For this scenario to unfold will take years or decades, depending on how quickly things warm up — literally — for all creatures great and small and figuratively for elected officials who keep their fingers to the wind, not reacting quickly unless a fire is lit underneath them. In election years, survival instincts take over, and their footwork becomes remarkably adept after four or six years of backsliding on some or most of their previous campaign promises. Think it doesn’t matter who’s in office? What if enough James M. Inhofes were replaced by an equal number of John McCains and Olympia J. Snowes, or latter-day Teddy Roosevelts?

HOWARD CRISE

Maryland Chapter

Chesapeake Climate Action Network

Takoma Park

Time to bring health care into the 21st century

We’re pleased that Sen. Bill Frist, no stranger to both the successes of and obstacles to quality health care delivery in this country, has identified health information technology as the critical area of health care reform that it is (“Medical records remedy,” Commentary, Wednesday). The 160 chief executive officers of Business Roundtable, whose companies provide health care coverage for more than 34 million Americans, have strongly supported efforts to implement a health IT infrastructure as a concrete step that can be taken — immediately — to improve health care quality and affordability and strengthen our economy. In fact, an interoperable health IT infrastructure will save the system a projected $165 billion by improving quality and efficiency.

We applaud the leadership of Mr. Frist and his colleagues in both the Senate and the House for passing health IT bills. We have a real opportunity to make tremendous improvements to our health care system by bringing to it the benefits of 21st-century technology. Congress should capitalize on the momentum behind health IT legislation and finish the job without delay.

JOHN J. CASTELLANI

President

Business Roundtable

Washington

My horse, my property

Wednesday’s paean to horses, “Goodlatte and the horse-slaughter bill” (Letters) is a sterling example of the wrongheadedness and strategy of the bankrupt animal rights agenda.

The proponent of outlawing horse slaughter says that “the side supporting horse slaughter sounded like a bunch of petulant children who aren’t getting their way.” The fact is that horses are private property. The federal government has no business dictating how we dispose of our property.

Horses are not the property of either animal lovers or the federal government. If dog owners and farmers and ranchers and hunters and fishermen cannot see the precedent being set here, they are blind. We are not “guardians” or any other silly term concocted by animal rights advocates or their surrogate politicians and bureaucrats.

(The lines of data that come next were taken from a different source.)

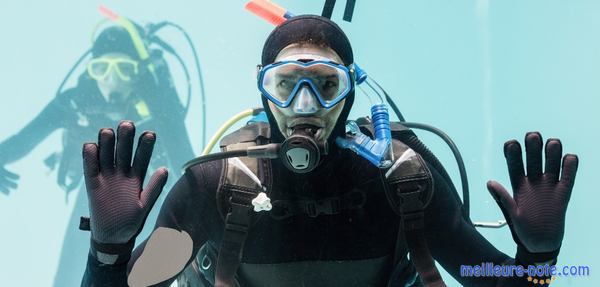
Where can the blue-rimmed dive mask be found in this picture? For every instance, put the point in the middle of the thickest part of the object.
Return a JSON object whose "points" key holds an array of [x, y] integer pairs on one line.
{"points": [[327, 81]]}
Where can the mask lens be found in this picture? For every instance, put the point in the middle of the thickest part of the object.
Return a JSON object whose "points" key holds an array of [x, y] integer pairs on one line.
{"points": [[98, 68], [127, 69], [329, 81]]}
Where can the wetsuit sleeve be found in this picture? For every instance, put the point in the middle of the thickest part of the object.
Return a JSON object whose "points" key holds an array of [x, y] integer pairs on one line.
{"points": [[189, 208], [54, 116], [455, 242]]}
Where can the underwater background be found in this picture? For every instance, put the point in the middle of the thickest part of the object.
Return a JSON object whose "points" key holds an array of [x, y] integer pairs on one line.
{"points": [[483, 71]]}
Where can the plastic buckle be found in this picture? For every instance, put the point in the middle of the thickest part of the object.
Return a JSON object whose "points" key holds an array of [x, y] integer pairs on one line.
{"points": [[327, 206]]}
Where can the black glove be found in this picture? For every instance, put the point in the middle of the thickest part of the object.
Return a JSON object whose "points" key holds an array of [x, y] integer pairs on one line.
{"points": [[536, 215], [118, 205], [8, 180]]}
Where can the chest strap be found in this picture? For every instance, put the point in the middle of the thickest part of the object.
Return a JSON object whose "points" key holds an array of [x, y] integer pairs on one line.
{"points": [[234, 200]]}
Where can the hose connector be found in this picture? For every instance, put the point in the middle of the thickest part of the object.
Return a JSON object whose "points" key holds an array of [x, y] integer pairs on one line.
{"points": [[378, 151]]}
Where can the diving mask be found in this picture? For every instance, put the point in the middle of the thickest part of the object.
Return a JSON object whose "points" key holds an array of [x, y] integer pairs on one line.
{"points": [[330, 82], [100, 68]]}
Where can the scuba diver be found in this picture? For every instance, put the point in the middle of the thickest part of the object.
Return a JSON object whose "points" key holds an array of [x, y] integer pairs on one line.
{"points": [[119, 82], [298, 201]]}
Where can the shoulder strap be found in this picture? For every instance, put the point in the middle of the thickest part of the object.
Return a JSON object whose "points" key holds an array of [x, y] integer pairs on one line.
{"points": [[409, 189], [234, 199]]}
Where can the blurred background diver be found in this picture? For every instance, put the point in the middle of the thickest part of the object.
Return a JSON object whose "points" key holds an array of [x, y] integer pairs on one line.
{"points": [[124, 79]]}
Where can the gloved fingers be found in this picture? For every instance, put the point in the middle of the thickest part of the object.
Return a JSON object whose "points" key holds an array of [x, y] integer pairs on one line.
{"points": [[553, 155], [8, 174], [505, 201], [514, 160], [533, 150], [143, 154], [91, 166], [567, 177], [106, 147], [125, 136], [154, 188]]}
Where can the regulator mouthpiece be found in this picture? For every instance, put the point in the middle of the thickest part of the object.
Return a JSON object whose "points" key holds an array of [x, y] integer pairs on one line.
{"points": [[300, 152]]}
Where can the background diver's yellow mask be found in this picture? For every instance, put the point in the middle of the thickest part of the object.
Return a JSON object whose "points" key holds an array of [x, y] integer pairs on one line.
{"points": [[100, 68]]}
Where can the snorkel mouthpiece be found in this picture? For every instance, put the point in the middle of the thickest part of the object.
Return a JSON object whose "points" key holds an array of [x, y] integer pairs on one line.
{"points": [[378, 151], [300, 152]]}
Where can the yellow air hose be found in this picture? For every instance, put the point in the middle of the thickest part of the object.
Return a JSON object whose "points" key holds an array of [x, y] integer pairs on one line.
{"points": [[215, 138]]}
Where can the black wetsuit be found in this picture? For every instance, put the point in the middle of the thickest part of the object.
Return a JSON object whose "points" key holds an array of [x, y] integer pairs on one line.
{"points": [[361, 241]]}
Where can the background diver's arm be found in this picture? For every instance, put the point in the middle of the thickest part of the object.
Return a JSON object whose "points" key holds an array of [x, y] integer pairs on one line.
{"points": [[54, 116], [185, 220]]}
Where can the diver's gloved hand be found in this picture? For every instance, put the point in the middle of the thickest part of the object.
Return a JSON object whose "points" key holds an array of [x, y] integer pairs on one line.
{"points": [[536, 214], [118, 204], [8, 180]]}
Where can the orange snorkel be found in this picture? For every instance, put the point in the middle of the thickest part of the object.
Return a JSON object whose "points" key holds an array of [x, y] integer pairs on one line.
{"points": [[269, 11]]}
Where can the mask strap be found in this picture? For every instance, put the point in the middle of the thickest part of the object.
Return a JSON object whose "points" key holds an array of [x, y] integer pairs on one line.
{"points": [[328, 9], [348, 11]]}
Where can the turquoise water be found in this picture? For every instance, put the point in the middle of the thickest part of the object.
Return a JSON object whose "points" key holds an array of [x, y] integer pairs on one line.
{"points": [[483, 71]]}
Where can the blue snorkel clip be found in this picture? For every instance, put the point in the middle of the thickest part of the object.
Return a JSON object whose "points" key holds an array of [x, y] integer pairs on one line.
{"points": [[378, 151]]}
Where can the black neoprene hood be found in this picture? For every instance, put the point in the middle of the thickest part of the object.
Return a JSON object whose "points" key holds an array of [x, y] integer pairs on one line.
{"points": [[309, 29]]}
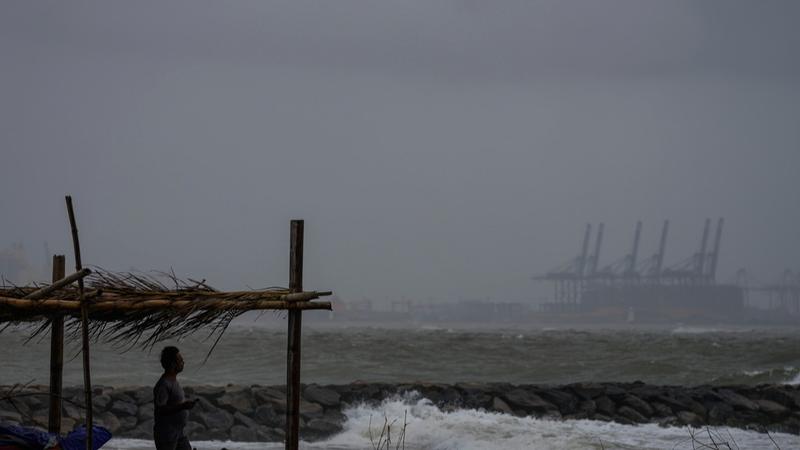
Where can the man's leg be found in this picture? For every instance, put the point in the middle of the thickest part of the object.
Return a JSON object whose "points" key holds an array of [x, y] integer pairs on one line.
{"points": [[166, 445], [183, 444]]}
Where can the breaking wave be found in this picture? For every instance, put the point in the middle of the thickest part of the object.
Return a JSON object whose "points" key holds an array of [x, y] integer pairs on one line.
{"points": [[431, 428]]}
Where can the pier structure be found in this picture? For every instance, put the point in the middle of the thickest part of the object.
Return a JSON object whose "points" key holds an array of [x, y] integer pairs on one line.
{"points": [[644, 288], [133, 309]]}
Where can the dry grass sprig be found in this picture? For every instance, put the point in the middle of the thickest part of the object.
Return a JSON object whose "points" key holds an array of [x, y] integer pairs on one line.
{"points": [[140, 310]]}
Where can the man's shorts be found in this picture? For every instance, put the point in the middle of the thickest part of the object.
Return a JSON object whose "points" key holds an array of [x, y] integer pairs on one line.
{"points": [[181, 444]]}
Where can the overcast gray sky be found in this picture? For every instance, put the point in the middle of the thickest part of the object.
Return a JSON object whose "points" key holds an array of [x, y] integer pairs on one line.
{"points": [[437, 150]]}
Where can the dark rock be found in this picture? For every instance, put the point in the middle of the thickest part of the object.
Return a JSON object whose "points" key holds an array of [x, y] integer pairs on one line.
{"points": [[265, 434], [310, 410], [123, 408], [772, 408], [118, 397], [109, 421], [639, 405], [566, 403], [676, 402], [145, 412], [127, 423], [267, 394], [71, 411], [605, 406], [328, 398], [500, 406], [631, 414], [587, 407], [335, 416], [241, 433], [782, 395], [527, 400], [18, 407], [738, 401], [719, 413], [266, 415], [142, 396], [10, 416], [216, 434], [661, 410], [219, 419], [321, 428], [690, 418], [242, 419], [236, 400], [140, 432], [208, 392], [588, 391], [101, 402]]}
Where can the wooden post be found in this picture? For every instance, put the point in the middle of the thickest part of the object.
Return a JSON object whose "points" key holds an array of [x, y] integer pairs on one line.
{"points": [[56, 356], [293, 348], [87, 377]]}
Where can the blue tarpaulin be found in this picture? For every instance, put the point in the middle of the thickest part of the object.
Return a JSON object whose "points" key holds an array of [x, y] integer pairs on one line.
{"points": [[18, 437]]}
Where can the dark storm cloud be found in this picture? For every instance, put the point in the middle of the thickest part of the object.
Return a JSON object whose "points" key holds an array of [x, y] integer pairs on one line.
{"points": [[437, 149], [520, 41]]}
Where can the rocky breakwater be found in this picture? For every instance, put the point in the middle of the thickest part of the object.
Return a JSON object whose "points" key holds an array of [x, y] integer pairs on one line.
{"points": [[257, 413]]}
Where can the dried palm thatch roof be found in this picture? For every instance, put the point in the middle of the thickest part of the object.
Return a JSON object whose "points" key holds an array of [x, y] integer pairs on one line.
{"points": [[142, 310]]}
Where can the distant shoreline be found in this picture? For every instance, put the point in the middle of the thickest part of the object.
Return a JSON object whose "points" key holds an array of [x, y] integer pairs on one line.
{"points": [[257, 413]]}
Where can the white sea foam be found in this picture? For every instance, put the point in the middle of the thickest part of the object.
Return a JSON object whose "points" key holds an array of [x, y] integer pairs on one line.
{"points": [[430, 428]]}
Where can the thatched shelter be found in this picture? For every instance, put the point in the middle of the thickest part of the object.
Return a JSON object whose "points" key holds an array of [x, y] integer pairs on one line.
{"points": [[141, 310]]}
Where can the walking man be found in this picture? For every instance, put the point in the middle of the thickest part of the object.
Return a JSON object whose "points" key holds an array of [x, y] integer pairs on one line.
{"points": [[171, 408]]}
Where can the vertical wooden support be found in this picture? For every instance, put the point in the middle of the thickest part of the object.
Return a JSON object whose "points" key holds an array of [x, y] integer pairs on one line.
{"points": [[87, 377], [293, 348], [56, 356]]}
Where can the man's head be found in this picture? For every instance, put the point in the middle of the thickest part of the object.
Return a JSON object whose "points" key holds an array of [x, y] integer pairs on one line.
{"points": [[171, 359]]}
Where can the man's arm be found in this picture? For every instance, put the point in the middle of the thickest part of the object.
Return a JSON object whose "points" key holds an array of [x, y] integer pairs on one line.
{"points": [[166, 410], [160, 398]]}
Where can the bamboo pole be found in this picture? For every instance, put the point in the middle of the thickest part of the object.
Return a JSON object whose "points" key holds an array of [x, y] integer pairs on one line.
{"points": [[47, 290], [87, 377], [50, 306], [56, 355], [293, 344]]}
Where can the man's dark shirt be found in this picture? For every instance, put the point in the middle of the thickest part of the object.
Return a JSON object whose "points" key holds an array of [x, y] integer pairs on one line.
{"points": [[168, 427]]}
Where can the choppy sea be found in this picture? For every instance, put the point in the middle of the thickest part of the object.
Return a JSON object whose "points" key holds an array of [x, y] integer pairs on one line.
{"points": [[252, 353]]}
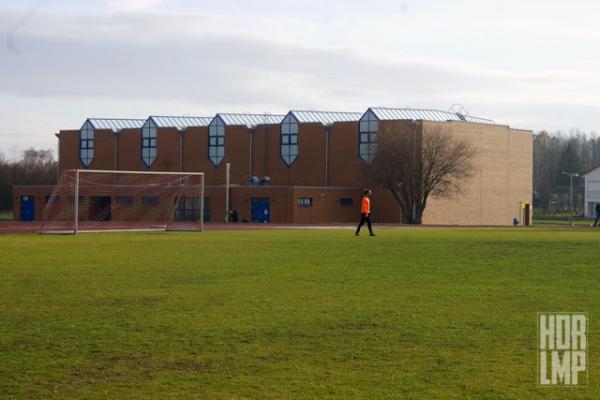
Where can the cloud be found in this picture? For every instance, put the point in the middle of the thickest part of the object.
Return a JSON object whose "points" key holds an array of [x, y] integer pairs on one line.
{"points": [[135, 5], [229, 58]]}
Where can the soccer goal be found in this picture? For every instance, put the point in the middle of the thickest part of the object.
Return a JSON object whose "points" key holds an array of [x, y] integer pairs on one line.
{"points": [[103, 201]]}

Furthermore, the writer, borrowing words from John Adams, states, “A republic is a government whose sovereignty is vested in more than one person.” Correct, as far as it goes. What the animal rights/horse lovers advocate is a pure democracy, wherein any mob or rabble can coerce or bribe the central government to illegally plunder the rights of fellow citizens for their own purposes.

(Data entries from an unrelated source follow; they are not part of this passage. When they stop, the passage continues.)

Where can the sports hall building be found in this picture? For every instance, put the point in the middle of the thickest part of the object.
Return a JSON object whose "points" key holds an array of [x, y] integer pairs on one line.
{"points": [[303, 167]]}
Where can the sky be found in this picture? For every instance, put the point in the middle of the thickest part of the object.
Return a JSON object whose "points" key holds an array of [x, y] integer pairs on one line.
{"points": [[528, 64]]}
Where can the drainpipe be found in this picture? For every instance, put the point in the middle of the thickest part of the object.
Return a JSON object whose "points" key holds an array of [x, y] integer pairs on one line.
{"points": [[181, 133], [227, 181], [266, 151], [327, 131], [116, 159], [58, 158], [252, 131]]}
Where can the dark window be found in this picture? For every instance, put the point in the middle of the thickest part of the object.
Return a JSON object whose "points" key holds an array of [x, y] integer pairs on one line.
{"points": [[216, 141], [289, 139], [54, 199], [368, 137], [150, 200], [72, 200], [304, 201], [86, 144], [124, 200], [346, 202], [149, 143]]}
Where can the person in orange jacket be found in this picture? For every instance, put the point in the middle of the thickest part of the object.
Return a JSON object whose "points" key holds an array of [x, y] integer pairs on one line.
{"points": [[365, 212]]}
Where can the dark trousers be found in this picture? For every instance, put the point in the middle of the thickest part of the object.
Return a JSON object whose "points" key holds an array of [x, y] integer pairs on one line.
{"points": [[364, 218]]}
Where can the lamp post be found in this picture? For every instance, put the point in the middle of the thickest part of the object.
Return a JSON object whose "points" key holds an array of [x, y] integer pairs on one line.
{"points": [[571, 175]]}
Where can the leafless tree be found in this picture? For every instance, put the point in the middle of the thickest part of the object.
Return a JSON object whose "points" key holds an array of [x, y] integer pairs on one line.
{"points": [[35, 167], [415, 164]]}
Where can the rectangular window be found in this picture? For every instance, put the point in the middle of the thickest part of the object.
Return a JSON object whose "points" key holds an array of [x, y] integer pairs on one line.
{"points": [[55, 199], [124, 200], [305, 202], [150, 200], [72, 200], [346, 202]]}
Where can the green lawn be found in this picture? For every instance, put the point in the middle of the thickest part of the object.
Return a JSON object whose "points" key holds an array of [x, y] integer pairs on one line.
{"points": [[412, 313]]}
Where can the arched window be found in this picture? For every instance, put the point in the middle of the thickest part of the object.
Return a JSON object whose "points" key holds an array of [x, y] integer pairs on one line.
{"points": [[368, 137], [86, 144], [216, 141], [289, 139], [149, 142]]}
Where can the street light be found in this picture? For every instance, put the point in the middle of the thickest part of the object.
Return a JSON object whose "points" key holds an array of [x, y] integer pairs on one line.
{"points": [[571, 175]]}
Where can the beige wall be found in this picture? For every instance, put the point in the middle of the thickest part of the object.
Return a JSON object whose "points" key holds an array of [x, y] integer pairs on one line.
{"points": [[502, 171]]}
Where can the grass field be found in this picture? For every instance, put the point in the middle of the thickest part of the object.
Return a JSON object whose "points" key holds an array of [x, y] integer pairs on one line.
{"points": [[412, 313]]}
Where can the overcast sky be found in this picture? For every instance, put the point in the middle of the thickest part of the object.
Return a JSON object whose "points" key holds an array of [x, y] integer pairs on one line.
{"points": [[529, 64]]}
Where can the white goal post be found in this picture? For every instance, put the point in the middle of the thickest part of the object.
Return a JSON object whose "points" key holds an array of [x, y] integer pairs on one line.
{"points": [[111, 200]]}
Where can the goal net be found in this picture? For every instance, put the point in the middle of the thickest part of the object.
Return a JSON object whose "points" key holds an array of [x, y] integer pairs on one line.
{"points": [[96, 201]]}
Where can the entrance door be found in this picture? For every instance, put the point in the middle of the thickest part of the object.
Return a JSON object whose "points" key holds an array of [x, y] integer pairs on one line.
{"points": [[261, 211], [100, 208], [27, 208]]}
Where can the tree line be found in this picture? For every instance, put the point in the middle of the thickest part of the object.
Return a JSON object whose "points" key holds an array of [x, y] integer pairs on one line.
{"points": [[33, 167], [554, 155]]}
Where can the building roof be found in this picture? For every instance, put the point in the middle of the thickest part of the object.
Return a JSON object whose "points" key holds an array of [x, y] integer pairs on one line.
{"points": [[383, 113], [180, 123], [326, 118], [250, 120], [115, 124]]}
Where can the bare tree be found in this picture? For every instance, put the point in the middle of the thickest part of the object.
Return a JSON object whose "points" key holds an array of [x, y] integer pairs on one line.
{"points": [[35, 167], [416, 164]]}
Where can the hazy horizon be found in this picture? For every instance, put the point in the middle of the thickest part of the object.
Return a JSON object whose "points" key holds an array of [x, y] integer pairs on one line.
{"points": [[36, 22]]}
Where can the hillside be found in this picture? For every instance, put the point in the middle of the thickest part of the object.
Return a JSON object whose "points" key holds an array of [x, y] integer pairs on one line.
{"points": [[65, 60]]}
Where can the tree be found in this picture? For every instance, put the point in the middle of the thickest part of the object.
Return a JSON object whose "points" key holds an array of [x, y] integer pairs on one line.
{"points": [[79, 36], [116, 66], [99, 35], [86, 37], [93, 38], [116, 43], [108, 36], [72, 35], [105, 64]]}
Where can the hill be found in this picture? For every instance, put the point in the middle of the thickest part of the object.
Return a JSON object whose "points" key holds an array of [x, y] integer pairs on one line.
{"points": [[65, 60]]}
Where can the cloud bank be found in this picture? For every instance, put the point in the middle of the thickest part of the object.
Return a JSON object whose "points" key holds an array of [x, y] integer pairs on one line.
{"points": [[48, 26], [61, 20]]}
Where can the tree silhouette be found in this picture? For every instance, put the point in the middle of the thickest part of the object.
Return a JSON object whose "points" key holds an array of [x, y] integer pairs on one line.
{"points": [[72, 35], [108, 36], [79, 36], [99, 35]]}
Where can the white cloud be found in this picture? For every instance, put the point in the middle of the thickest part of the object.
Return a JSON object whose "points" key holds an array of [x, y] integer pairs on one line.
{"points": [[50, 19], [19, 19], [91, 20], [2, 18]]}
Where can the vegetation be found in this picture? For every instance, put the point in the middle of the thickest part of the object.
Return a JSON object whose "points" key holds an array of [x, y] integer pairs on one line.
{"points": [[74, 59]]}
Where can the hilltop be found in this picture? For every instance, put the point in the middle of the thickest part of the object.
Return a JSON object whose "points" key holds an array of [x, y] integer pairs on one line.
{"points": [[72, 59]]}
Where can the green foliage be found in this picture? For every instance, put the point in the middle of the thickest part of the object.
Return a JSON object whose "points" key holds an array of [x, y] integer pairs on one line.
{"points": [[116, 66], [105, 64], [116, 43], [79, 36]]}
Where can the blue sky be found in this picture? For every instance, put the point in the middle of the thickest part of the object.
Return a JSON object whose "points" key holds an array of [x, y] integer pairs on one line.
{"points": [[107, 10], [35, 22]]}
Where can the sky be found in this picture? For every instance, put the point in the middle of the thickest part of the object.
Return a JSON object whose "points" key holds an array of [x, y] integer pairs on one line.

Our Constitution, properly interpreted and enforced, should have prevented this subject even from being considered.

This attack on Rep. Bob Goodlatte, Virginia Republican, follows on the heels of Tuesday’s attack on Rep. Richard W. Pombo, California Republican, by Jamie Rappaport Clark, executive vice president of the Defenders of Wildlife (“Wildlife habitats,” Letters). Miss Clark was the director of the U.S. Fish and Wildlife Service when $45 million to $60 million was taken from sportsmen’s excise taxes for state agencies to be used by federal bureaucrats for non-game purposes and bonuses.

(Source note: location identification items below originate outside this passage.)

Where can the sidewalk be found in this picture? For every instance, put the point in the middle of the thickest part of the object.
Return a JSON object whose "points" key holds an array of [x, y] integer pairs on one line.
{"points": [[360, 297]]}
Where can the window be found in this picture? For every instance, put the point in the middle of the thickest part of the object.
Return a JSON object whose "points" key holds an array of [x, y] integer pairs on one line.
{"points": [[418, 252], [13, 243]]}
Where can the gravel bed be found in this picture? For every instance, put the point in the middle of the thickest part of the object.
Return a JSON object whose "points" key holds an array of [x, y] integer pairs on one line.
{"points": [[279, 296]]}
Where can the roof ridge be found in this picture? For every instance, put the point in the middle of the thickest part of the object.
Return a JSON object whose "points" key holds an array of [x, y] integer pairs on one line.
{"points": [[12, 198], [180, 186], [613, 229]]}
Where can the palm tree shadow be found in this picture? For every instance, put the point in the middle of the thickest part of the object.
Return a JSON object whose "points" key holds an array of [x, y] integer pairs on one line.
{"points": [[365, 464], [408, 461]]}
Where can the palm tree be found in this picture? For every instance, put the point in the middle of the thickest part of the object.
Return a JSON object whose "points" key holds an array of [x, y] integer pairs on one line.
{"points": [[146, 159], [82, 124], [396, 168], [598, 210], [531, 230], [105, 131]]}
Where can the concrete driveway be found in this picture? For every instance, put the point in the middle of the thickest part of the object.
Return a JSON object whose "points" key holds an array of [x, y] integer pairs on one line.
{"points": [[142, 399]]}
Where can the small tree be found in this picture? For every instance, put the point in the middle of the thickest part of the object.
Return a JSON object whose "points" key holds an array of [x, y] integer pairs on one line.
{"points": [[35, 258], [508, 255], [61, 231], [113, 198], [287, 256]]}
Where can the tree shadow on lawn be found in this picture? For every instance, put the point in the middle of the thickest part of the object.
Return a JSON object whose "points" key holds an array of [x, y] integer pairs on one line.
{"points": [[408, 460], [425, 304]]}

The attack there was masked by specious and ludicrous claims of how any reforms of the Endangered Species Act would cause “extinctions.”

In both cases, we should consider the complainants and their real purposes.

They are not about horses or wildlife; they are two political activists riding mules to attack two elephants. The upcoming elections, not “welfare” and “habitat,” determine the agendas at play here.